I think I'll put together two Girl Group mixes and post them at Buffistarawk. One for The Hits and one for the Rarities and Lesser Known.
Weird.
But Spector=crazy so maybe I shouldn't be surprised.
Disturbing Pop
"Every Breath You Take" = stalker's anthem.
V. disturbing.
I first read about Girl Groups in Creem because it's always been the sentimental soft spot for any number of hipsters from Lester Bangs to David Johanson to Morrissey to Brian Wilson.
Well before glam there was something transgressive about all the guys who identified with tough, streetwise girl group songs. From the Shangs to the Ronettes, they were the "Bad Girls" the Dolls were certainly singing about.

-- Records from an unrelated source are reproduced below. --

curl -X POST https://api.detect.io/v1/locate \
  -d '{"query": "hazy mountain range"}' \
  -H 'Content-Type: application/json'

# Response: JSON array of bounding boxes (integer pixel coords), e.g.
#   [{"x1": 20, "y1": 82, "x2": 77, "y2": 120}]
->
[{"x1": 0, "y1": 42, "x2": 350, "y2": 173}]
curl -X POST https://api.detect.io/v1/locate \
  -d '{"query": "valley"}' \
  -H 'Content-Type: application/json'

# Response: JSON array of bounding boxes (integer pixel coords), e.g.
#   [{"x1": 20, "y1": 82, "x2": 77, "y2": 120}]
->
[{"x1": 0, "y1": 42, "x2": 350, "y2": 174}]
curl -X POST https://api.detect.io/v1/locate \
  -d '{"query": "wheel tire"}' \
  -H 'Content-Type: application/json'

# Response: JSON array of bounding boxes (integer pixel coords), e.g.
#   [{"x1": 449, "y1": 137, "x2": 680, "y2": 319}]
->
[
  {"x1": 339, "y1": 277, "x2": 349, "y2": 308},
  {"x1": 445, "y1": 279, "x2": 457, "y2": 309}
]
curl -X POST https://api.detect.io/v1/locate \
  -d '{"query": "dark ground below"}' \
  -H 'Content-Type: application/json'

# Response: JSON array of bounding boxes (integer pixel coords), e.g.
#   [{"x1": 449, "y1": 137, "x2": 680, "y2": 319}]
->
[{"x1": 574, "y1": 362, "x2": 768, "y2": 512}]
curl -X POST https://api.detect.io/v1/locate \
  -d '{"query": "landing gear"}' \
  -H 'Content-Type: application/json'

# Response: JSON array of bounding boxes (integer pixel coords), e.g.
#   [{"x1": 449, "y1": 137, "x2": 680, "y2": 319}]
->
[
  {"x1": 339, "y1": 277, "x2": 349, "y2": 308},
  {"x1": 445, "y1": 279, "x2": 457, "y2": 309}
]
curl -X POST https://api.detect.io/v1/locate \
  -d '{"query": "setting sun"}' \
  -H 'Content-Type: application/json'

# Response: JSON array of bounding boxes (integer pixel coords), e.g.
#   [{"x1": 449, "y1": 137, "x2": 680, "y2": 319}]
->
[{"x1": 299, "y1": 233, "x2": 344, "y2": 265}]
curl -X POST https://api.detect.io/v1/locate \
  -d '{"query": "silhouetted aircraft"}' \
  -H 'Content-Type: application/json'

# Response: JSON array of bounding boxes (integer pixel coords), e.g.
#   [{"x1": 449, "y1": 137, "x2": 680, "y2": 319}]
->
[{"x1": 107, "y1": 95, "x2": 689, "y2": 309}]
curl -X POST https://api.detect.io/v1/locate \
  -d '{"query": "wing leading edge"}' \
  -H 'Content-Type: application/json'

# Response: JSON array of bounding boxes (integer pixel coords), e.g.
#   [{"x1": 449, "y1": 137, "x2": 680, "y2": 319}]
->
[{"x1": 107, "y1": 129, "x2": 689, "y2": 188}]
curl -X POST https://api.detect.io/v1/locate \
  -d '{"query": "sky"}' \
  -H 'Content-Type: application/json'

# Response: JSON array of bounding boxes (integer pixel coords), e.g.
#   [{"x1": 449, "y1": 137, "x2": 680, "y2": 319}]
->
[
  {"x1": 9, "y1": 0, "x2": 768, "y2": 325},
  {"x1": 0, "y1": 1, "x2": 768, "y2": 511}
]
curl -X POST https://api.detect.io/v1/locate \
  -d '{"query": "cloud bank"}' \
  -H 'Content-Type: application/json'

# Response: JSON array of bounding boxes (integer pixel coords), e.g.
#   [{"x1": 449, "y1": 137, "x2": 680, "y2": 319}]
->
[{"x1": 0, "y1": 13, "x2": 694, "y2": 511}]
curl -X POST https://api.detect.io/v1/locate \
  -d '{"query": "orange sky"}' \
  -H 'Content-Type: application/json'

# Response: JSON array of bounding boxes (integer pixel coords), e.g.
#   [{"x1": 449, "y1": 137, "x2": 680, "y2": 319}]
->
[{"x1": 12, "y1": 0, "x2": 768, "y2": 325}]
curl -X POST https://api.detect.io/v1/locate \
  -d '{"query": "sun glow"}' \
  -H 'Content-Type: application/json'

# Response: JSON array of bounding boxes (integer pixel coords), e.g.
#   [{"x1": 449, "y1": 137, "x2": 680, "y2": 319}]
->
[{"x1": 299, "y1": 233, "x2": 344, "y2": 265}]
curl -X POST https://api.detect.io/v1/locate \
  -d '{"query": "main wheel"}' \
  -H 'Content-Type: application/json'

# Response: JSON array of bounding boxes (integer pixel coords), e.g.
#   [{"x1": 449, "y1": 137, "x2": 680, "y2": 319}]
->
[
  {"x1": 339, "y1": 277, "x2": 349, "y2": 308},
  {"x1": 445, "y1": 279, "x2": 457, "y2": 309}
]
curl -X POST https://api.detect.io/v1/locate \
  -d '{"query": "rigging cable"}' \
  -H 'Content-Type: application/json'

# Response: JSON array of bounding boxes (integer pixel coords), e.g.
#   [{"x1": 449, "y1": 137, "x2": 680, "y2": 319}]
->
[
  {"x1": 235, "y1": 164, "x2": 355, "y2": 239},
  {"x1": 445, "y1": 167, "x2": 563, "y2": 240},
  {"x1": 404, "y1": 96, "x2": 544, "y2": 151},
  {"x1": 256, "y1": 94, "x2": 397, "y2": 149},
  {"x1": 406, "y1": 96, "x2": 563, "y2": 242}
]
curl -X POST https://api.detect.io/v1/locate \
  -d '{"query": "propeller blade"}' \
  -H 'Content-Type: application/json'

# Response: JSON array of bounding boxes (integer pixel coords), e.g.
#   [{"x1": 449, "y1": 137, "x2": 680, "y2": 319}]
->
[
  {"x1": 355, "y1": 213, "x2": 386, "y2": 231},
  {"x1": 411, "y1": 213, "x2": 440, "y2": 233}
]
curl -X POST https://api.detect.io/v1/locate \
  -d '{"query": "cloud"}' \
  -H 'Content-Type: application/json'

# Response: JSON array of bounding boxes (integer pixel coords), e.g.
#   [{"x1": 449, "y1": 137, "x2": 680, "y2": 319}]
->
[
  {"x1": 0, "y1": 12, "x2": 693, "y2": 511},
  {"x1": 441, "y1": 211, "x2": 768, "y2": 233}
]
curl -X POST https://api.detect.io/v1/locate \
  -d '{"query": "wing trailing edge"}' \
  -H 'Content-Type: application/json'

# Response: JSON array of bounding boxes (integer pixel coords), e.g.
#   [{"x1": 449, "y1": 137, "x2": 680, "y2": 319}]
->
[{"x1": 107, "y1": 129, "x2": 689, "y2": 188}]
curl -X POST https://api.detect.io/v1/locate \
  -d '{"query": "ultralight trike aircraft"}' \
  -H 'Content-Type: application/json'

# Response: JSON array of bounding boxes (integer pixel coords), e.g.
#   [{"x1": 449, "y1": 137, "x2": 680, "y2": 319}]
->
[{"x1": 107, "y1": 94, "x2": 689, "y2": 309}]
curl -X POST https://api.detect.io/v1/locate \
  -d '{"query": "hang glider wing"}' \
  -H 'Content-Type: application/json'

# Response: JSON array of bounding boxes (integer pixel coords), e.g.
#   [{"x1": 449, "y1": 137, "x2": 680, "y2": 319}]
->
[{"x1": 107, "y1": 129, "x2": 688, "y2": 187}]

"He's a Rebel" was not only the kickstart to the whole Girl Group era but also very memorably used in Kenneth Anger's movie
Scorpio Rising,
where it's appropriated to back an old silent of Jesus entering Jerusalem. (You've all seen
Scorpio Rising
right? A key avant-garde film and also one of the great pop subversive acts as it chronicled gay leather biker clubs.)
*************
Song Review by Richie Unterberger
Producer Phil Spector had had a fair amount of success already in the early '60s before the Crystals issued "He's a Rebel" in 1962. "He's a Rebel," though, was the record that elevated Spector from one of many middling hitmakers into an industry phenomenon, also blueprinting the "Wall of Sound" for which he's been lauded. The record, oddly enough for a girl-group classic that was (naturally) sung by women, was written by a male star, Gene Pitney, who himself was not noted as a prolific composer. Spector heard the song on a demo and went to town on the production, making an already-strong pop/rock song into an anthem. The track begins with a dramatic drum roll, the brief instrumental intro establishing an almost martial beat, embellished by layers of percussion and tinkling piano. As has since been revealed, as on many Crystals tracks, the vocalists were not the Crystals, and the lead singer was non- Crystal Darlene Love. On "He's a Rebel," Love sang a tough, soulful, streetwise lyric guaranteed for youth appeal: the guy who marches to his own beat, and the girl who loves him all the more for it. Her low vocals were seconded by strong, full soul backup vocals by the Blossoms. The arrangement was unusually dense for the period, with two bass players and two guitarists. The song really took off, though, when it dramatically jumped to a higher key for the chorus, remaining in that key, in fact, for the rest of the track. The chorus, with its loving defiance, was instantly memorable, particularly when the backup largely dropped out for Love to sing, largely on her own, stirring lines in which she asserted that just because he didn't do what everyone else did, that wasn't any reason why the couple couldn't share love. That was the cue for the band to re-enter full-on for a stirring ensemble vocal finish to the chorus, and then for Steve Douglas to take over with a sax solo. "He's a Rebel" actually doesn't have the strings that were found in many a Spector production, but the sound was rich and full, and the single an enormous success, reaching number one. There was brief concern that sales of the Crystals' "He's a Rebel" single might suffer from a simultaneous cover version by Vicki Carr, whose arrangement was actually not dissimilar, though it was stiffer and employed strings. - by Richie Unterberger
******
Richie Unterberger, incidentally, has written two books on cult musicians and the definitive (two volume) chronicle of Folk Rock. Also he came to my first Bubblegum reading at Booksmith.